As global regulators increasingly scrutinize artificial intelligence, massive consulting firm Accenture is testing a startup’s technology in what could become a standard method of complying with rules to ensure responsible and safe innovation.
Los Angeles-based EQTY Lab created a new method, employing cryptography and blockchain, to track the origins and characteristics of large language models, and provide transparency on their inner workings, so companies and regulators can easily inspect them. The idea is to automatically examine the model as it is being created, rather than focus on its output.
“What we’re doing is creating certainty,” that a model works the way it was intended, said EQTY Lab co-founder Jonathan Dotan. “Right now, we’ve done the first step, which is proving this is possible.”
EQTY Lab’s AI Integrity Suite is being evaluated in Accenture’s AI lab in Brussels to see if the software could be scaled to serve the firm’s thousands of clients, many of whom are in the Fortune 100.
The work is being done as countries propose ways to address the promise and risks of AI. On Thursday, the U.S. Commerce Department announced a consortium of more than 200 tech companies, academics and researchers that will advise the new government AI Safety Institute, which will develop “red team” testing standards and other guidelines directed by a White House executive order on AI last year.
“Responsible AI is absolutely critical. It’s on top of everyone’s mind,” said Bryan Rich, senior managing director for Accenture’s Global AI Practice. “But how do you go from talking about responsible AI to actually delivering it?”
Unlike other forms of machine learning, the mechanics of generative AI models can be murky. By the time many of these models are implemented at companies, they’ve been modified and fine-tuned, sometimes creating layers of complexity that can lead to compliance risks.
The Data Provenance Initiative, for example, found that many implementations of generative AI models contain improperly licensed data that is difficult to track.
EQTY lab hopes AI developers will use its software to create an immutable fingerprint of all of a model’s components. Its software essentially tracks the different parts of an AI model as it’s being developed, and turns the information into a cryptographic signature stored on a blockchain, making it theoretically impossible to tamper with.
EQTY said it chose blockchain technology, despite its association with cryptocurrencies, because it was the simplest and easiest method of keeping track of the records. The alternative, Dotan said, would be to use a government agency or a company to handle it, which would add cost and complexity.

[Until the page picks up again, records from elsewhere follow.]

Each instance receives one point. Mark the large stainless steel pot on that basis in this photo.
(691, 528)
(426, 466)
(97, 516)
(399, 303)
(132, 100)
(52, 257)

When others use an EQTY-registered model and possibly modify it, the technology continues to track additional layers of training or fine-tuning. Even benchmarks that measure a models’ performance, or its levels of potential bias or toxicity, would be recorded.
By the time a model is used by a company, it would ideally have an easily visible audit trail showing all of its characteristics, according to the startup.
A cryptographic signature could also be useful to companies that want to ensure they’re getting what they pay for. Companies employing large language models often use third parties to implement the technology. Each day, employees might send hundreds or thousands of prompts querying the LLM. When those queries come back, companies want to know that the model they are paying for was actually used, instead of some cheaper or potentially less secure one. EQTY says its software could automatically check for that, the way a Secure Sockets Layer certificate ensures an encrypted connection between a web server and a browser.
As a proof of concept, EQTY labs built and trained its own large language model, called ClimateGPT, using its software to track each step.
It plans to open source its technology, allowing any developer to use it for free, but is expected to sell its AI Integrity Suite as an enterprise product.
The White House AI executive order and other regulations, including those proposed in Europe, make it seem like watchdogs see AI models as the kinds of products that can be inspected and stamped as either safe or unsafe, like a car or a consumer gadget.
In reality, large language models are like a perpetual stew, with ingredients from many places constantly thrown in together.
Also, the idea of using just one model is antiquated. For a single AI product, more models are increasingly being employed as developers glom together specially trained ones to carry out specific tasks.
We’re already likely approaching a place in which it will be difficult and time consuming for companies to vet every AI model they use.
That’s why, in theory, EQTY’s idea makes sense: A cryptographic signature would allow developers to retain trade secrets while simultaneously offering some transparency into how the models were put together.
For instance, Meta’s Llama 2 model does not disclose the contents of the data that was used to train it. That’s led to tension as the company faces lawsuits alleging it violated copyright law by including protected work in its training data. Let’s say that Meta, in a purely hypothetical scenario, wanted to prove that a specific set of copyrighted work was not included in the data. EQTY says it is developing a way that Meta could prove that without having to divulge the entire training set.
Room for Disagreement
The need for this kind of tracing of AI models stems from hasty government regulation, which may be misguided, argues Columbia law professor Tim Wu, a former Biden administration official: “The temptation to overreact is understandable. No one wants to be the clueless government official in the disaster movie who blithely waves off the early signs of pending cataclysm. The White House is not wrong to want standardized testing of A.I. and independent oversight of catastrophic risk.
But the truth is that no one knows if any of these world-shattering developments will come to pass. Technological predictions are not like those of climate science, with a relatively limited number of parameters. Tech history is full of confident projections and ‘inevitabilities’ that never happened.”